Strikingly, inter-Jewish relations may be turning a notable corner under the smoke. On Saturday evening, the aged spiritual leader of the ultra-orthodox Shas party, Rabbi Ovadia Yossef, uttered one of his serial quasi-enigmatic hostilities against secular Jews. "Fire takes hold," he told his faithful, "only where the Sabbath is desecrated." The ensuing uproar is enormous. Shas is a major coalition partner. The rabbi's obedient protégé Eli Yishai, the internal affairs minister in Netanyahu's government, is directly responsible for the fire services. To be sure, cumulative fault for underfunding and malfunction lies with previous governments, and many fingers now point at the suave and stingy "treasury boys" at the ministry of finance. But Yishai is today one of Israel's most disliked politicians. His current mumblings—"I did send letters of warning," "I can explain it all to an investigation committee"—ring just as bad as Rabbi Yossef's unkind spirituality.

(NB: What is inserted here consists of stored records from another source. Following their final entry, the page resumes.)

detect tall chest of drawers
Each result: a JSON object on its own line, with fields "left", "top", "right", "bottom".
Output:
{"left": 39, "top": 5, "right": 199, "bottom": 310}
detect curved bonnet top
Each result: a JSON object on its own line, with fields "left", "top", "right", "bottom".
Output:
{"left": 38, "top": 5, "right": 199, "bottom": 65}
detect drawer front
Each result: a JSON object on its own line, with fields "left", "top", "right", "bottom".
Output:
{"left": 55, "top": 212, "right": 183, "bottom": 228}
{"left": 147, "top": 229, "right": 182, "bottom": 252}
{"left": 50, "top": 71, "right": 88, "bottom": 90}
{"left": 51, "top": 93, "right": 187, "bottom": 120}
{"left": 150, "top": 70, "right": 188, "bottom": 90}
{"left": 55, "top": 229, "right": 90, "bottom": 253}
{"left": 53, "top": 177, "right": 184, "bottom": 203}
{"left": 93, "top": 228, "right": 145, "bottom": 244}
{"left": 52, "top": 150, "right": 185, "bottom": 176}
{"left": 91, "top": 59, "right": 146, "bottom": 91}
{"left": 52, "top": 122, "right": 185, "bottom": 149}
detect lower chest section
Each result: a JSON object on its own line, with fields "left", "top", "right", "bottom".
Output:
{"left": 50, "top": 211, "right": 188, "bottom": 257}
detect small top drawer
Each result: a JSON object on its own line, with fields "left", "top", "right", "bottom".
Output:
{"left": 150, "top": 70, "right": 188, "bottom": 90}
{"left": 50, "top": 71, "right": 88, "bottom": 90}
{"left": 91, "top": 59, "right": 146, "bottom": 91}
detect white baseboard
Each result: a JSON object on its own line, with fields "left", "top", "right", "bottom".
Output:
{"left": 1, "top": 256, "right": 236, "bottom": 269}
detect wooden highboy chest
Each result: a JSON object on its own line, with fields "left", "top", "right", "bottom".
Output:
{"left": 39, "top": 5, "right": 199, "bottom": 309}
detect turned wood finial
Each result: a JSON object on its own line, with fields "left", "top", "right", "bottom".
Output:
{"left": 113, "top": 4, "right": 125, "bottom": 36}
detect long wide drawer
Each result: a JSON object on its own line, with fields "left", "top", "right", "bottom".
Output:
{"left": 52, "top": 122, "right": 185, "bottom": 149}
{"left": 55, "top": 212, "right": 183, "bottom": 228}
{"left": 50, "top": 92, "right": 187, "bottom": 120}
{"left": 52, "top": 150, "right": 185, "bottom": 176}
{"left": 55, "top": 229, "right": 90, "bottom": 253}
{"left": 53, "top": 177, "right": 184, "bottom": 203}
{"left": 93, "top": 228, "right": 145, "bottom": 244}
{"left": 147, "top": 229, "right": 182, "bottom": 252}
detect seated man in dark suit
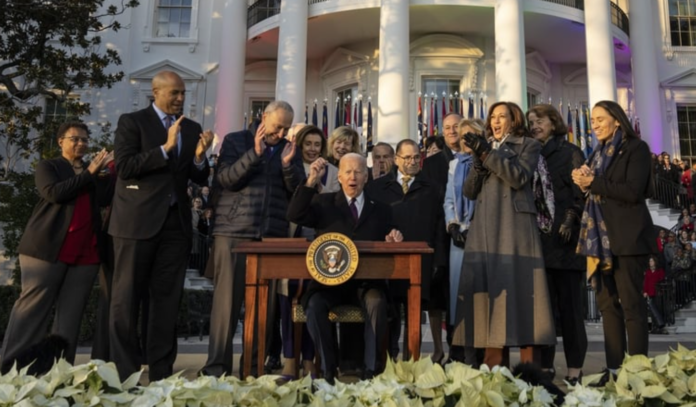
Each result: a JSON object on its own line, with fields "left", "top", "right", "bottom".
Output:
{"left": 287, "top": 153, "right": 403, "bottom": 383}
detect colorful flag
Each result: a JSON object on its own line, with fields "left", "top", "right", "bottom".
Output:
{"left": 459, "top": 96, "right": 464, "bottom": 116}
{"left": 441, "top": 96, "right": 447, "bottom": 134}
{"left": 634, "top": 117, "right": 641, "bottom": 137}
{"left": 577, "top": 105, "right": 587, "bottom": 155}
{"left": 584, "top": 104, "right": 593, "bottom": 156}
{"left": 345, "top": 100, "right": 351, "bottom": 127}
{"left": 480, "top": 97, "right": 485, "bottom": 120}
{"left": 311, "top": 102, "right": 318, "bottom": 126}
{"left": 566, "top": 103, "right": 574, "bottom": 145}
{"left": 453, "top": 95, "right": 459, "bottom": 117}
{"left": 434, "top": 97, "right": 440, "bottom": 136}
{"left": 366, "top": 99, "right": 373, "bottom": 149}
{"left": 334, "top": 98, "right": 340, "bottom": 130}
{"left": 243, "top": 112, "right": 247, "bottom": 131}
{"left": 430, "top": 97, "right": 435, "bottom": 137}
{"left": 417, "top": 95, "right": 424, "bottom": 149}
{"left": 322, "top": 102, "right": 328, "bottom": 136}
{"left": 353, "top": 102, "right": 358, "bottom": 130}
{"left": 357, "top": 99, "right": 363, "bottom": 141}
{"left": 304, "top": 104, "right": 308, "bottom": 124}
{"left": 468, "top": 97, "right": 474, "bottom": 119}
{"left": 449, "top": 95, "right": 454, "bottom": 114}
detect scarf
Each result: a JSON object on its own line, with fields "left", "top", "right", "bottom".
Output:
{"left": 533, "top": 156, "right": 555, "bottom": 233}
{"left": 454, "top": 153, "right": 475, "bottom": 226}
{"left": 576, "top": 129, "right": 625, "bottom": 281}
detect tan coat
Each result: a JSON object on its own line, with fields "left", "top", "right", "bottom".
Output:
{"left": 453, "top": 136, "right": 556, "bottom": 348}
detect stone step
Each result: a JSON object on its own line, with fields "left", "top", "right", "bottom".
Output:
{"left": 676, "top": 308, "right": 696, "bottom": 318}
{"left": 675, "top": 325, "right": 696, "bottom": 334}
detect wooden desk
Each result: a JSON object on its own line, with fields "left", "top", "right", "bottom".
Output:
{"left": 234, "top": 240, "right": 432, "bottom": 377}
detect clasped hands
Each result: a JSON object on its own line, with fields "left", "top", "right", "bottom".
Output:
{"left": 253, "top": 122, "right": 297, "bottom": 168}
{"left": 162, "top": 115, "right": 215, "bottom": 163}
{"left": 571, "top": 165, "right": 593, "bottom": 192}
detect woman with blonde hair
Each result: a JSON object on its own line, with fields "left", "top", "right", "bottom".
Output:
{"left": 444, "top": 118, "right": 484, "bottom": 366}
{"left": 327, "top": 126, "right": 360, "bottom": 166}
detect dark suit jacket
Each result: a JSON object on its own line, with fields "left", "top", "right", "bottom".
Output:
{"left": 365, "top": 171, "right": 448, "bottom": 300}
{"left": 286, "top": 186, "right": 393, "bottom": 307}
{"left": 109, "top": 104, "right": 209, "bottom": 240}
{"left": 18, "top": 157, "right": 113, "bottom": 263}
{"left": 589, "top": 136, "right": 656, "bottom": 255}
{"left": 421, "top": 148, "right": 455, "bottom": 194}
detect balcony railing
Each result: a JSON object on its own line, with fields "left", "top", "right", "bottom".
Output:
{"left": 246, "top": 0, "right": 629, "bottom": 36}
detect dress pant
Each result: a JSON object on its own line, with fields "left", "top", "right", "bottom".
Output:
{"left": 305, "top": 287, "right": 387, "bottom": 375}
{"left": 110, "top": 206, "right": 189, "bottom": 381}
{"left": 596, "top": 255, "right": 649, "bottom": 369}
{"left": 1, "top": 255, "right": 98, "bottom": 372}
{"left": 540, "top": 268, "right": 588, "bottom": 370}
{"left": 203, "top": 236, "right": 251, "bottom": 377}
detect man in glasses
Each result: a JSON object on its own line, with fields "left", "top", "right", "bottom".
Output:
{"left": 366, "top": 139, "right": 447, "bottom": 362}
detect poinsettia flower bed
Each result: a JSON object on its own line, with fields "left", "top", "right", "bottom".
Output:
{"left": 1, "top": 345, "right": 695, "bottom": 406}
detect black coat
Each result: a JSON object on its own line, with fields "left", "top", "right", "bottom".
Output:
{"left": 213, "top": 124, "right": 304, "bottom": 239}
{"left": 286, "top": 186, "right": 393, "bottom": 307}
{"left": 539, "top": 136, "right": 586, "bottom": 271}
{"left": 421, "top": 148, "right": 455, "bottom": 196}
{"left": 365, "top": 171, "right": 448, "bottom": 300}
{"left": 18, "top": 157, "right": 113, "bottom": 263}
{"left": 109, "top": 105, "right": 209, "bottom": 240}
{"left": 589, "top": 136, "right": 656, "bottom": 255}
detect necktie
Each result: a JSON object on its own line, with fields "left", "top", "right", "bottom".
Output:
{"left": 349, "top": 198, "right": 359, "bottom": 221}
{"left": 164, "top": 115, "right": 178, "bottom": 160}
{"left": 401, "top": 175, "right": 412, "bottom": 195}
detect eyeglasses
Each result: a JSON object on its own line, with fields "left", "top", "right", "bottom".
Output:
{"left": 396, "top": 155, "right": 421, "bottom": 162}
{"left": 62, "top": 136, "right": 90, "bottom": 144}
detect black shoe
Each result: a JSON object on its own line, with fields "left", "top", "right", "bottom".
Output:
{"left": 264, "top": 356, "right": 282, "bottom": 374}
{"left": 323, "top": 369, "right": 337, "bottom": 385}
{"left": 362, "top": 369, "right": 376, "bottom": 380}
{"left": 565, "top": 371, "right": 583, "bottom": 387}
{"left": 589, "top": 369, "right": 616, "bottom": 387}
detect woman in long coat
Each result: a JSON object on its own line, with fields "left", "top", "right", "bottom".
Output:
{"left": 454, "top": 101, "right": 555, "bottom": 367}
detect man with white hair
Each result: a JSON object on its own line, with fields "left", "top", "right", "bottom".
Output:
{"left": 203, "top": 101, "right": 305, "bottom": 377}
{"left": 287, "top": 153, "right": 403, "bottom": 384}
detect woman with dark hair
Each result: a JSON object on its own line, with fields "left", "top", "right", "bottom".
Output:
{"left": 527, "top": 104, "right": 587, "bottom": 384}
{"left": 572, "top": 100, "right": 655, "bottom": 384}
{"left": 454, "top": 101, "right": 555, "bottom": 368}
{"left": 425, "top": 136, "right": 446, "bottom": 158}
{"left": 1, "top": 122, "right": 113, "bottom": 372}
{"left": 296, "top": 125, "right": 340, "bottom": 194}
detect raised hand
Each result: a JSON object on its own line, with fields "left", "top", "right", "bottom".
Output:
{"left": 281, "top": 139, "right": 297, "bottom": 168}
{"left": 164, "top": 115, "right": 185, "bottom": 153}
{"left": 254, "top": 122, "right": 267, "bottom": 157}
{"left": 306, "top": 157, "right": 327, "bottom": 187}
{"left": 196, "top": 130, "right": 215, "bottom": 162}
{"left": 462, "top": 132, "right": 491, "bottom": 159}
{"left": 87, "top": 149, "right": 109, "bottom": 174}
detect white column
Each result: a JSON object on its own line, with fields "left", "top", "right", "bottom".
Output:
{"left": 629, "top": 0, "right": 663, "bottom": 151}
{"left": 214, "top": 0, "right": 247, "bottom": 152}
{"left": 584, "top": 0, "right": 617, "bottom": 106}
{"left": 275, "top": 0, "right": 308, "bottom": 121}
{"left": 377, "top": 0, "right": 410, "bottom": 145}
{"left": 494, "top": 0, "right": 527, "bottom": 109}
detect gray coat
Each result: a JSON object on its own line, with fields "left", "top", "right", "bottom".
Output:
{"left": 453, "top": 136, "right": 556, "bottom": 348}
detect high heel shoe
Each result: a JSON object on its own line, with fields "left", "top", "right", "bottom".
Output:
{"left": 565, "top": 371, "right": 583, "bottom": 387}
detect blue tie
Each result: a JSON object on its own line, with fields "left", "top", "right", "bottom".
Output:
{"left": 349, "top": 198, "right": 359, "bottom": 221}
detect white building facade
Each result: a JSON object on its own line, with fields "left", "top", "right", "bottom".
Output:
{"left": 57, "top": 0, "right": 696, "bottom": 160}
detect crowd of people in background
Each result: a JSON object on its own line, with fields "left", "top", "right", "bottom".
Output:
{"left": 0, "top": 70, "right": 670, "bottom": 395}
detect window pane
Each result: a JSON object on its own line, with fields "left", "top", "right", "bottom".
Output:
{"left": 157, "top": 23, "right": 169, "bottom": 37}
{"left": 158, "top": 9, "right": 169, "bottom": 23}
{"left": 180, "top": 23, "right": 190, "bottom": 37}
{"left": 688, "top": 107, "right": 696, "bottom": 123}
{"left": 170, "top": 0, "right": 182, "bottom": 6}
{"left": 678, "top": 107, "right": 688, "bottom": 122}
{"left": 160, "top": 0, "right": 171, "bottom": 5}
{"left": 672, "top": 31, "right": 682, "bottom": 45}
{"left": 689, "top": 0, "right": 696, "bottom": 15}
{"left": 170, "top": 8, "right": 181, "bottom": 23}
{"left": 180, "top": 8, "right": 191, "bottom": 23}
{"left": 182, "top": 0, "right": 192, "bottom": 5}
{"left": 681, "top": 139, "right": 690, "bottom": 156}
{"left": 679, "top": 0, "right": 689, "bottom": 15}
{"left": 670, "top": 0, "right": 679, "bottom": 15}
{"left": 682, "top": 32, "right": 691, "bottom": 45}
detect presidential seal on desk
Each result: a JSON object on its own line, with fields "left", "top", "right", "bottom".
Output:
{"left": 306, "top": 232, "right": 359, "bottom": 286}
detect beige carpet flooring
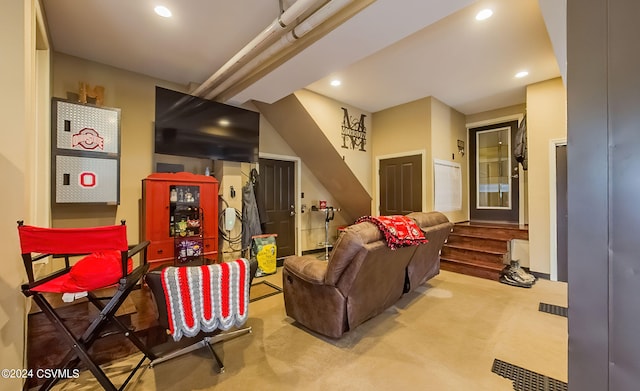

As I reach my final paragraphs, the fire is probably almost subdued: as probably as fires allow. Like most dark clouds, ours has a silver lining. The Carmel blaze was a failed test, both horrible and useful. It showed the weakness of our executive's high and middle echelons, where warnings were rife but performance poor. It proved a clear continuum between civil safety and military prowess. It suggested a new algorithm for Israel: Get better officials, and you'll need fewer heroes.
Disasters energize the Israelis, bring out the best and the worst in us. We are quick to blame, quick to help and sympathize, quick to question conventions and seek novel solutions. The Carmel fire may yet strengthen civil society and government, dissipate distrust in the "World," and shed humane light on the Palestinian Authority. It can resuscitate Israel's signature communal responsibility and its secular and pragmatic self-reliance, balanced by a new and refreshing humility: Remember the day we asked the Azeris for help?
Capping it all is the Jewish-Greek irony, a sensational turning of historical tables. Hanukkah’s festive candelabra commemorates a little oil lamp that burned for eight days, after Antiochus IV's Seleucid-Hellenic troops sacked the Jewish temple and the Maccabees won it back. Twenty-three centuries later, this Hanukkah, Greek firefighter pilots are deftly navigating their airplanes though mountain and forest to save Israeli lives. This, like so many other aspects of the unwarranted blaze, is tragic, but also very beautiful.
Fania Oz-Salzberger is an Israeli writer and historian, professor at the University of Haifa and Leon Liberman Chair in Modern Israel Studies at Monash University. She is the author of Israelis in Berlin (2001) and has published numerous academic and opinion articles.